There is also work to be done on the adversarial front. First, if a trustless protocol or DAO chooses to implement a model, there is still a risk of adversarial attacks during training (e.g., training a model to exhibit specific behaviors when seeing an input that could be used to manipulate subsequent inference). Federated learning techniques and training-phase zkML may be one way to minimize this attack surface.
Another core challenge is that when a model is owned by a privacy-preserving model, there is a risk of model stealing attacks. Although the weights of a model can be obfuscated, theoretically, weights can still be reverse-engineered given enough input-output pairs. While this risk primarily applies to smaller models, risk is risk.
6. Expanding Smart Contracts
While there are still challenges in optimizing these models to fit ZK operational requirements, optimization improvements are happening at an exponential pace, with some predicting that we will soon expand into a wider range of machine learning fields assuming further hardware acceleration. zkML has already progressed from the zk-MNIST demo at the 2021 0xBlockingRC (demonstrating how to perform small MNIST image classification models in verifiable circuits) to Daniel Kang verifying ImageNet-scale models in less than a year.

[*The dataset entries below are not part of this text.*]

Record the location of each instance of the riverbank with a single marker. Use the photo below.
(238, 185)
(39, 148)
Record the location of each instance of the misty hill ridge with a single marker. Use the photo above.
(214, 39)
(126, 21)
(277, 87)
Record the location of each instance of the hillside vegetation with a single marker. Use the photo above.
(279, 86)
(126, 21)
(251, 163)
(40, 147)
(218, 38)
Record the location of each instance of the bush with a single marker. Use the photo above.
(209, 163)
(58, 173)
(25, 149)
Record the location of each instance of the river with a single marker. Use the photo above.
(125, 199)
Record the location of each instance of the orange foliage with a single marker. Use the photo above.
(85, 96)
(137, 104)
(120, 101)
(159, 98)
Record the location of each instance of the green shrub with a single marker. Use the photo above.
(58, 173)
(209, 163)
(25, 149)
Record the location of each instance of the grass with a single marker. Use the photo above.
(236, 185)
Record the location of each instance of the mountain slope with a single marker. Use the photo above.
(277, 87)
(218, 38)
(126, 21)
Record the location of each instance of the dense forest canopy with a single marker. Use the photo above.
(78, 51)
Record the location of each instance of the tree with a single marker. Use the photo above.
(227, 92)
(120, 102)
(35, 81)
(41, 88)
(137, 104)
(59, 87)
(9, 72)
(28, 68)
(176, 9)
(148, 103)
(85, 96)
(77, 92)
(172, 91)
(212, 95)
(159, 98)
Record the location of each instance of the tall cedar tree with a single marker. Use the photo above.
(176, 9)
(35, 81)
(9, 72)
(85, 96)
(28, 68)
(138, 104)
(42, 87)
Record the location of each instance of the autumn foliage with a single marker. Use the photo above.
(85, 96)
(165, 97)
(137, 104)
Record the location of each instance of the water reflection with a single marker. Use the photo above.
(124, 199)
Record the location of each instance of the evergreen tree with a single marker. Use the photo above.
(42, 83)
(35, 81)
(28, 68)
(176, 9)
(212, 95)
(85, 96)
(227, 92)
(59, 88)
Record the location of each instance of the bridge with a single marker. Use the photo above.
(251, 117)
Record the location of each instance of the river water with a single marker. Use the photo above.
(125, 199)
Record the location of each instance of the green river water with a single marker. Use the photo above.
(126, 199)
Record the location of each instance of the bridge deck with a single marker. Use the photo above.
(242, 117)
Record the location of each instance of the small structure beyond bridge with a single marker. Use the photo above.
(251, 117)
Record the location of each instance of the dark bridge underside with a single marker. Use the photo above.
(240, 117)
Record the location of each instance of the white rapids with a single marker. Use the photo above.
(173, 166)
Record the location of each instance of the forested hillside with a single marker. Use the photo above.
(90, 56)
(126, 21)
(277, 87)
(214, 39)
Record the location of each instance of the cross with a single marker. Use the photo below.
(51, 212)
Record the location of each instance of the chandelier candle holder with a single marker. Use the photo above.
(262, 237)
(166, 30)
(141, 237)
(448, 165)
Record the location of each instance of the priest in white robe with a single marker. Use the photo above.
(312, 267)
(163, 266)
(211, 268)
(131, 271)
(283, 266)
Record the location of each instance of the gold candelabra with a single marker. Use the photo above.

By April 2022, the accuracy of ImageNet-scale models had further increased to 92% from 79%, although current verification times are slow, large networks such as GPT-2 are feasible in the short term.
We believe that zkML is a rich and evolving ecosystem that hopes to expand the capabilities of blockchain and smart contracts to make them more flexible, adaptable, and intelligent.
Although zkML is still in its early stages of development, it is already showing promising prospects. With the advancement and maturity of technology, we can expect to see more innovative use cases of zkML on-chain.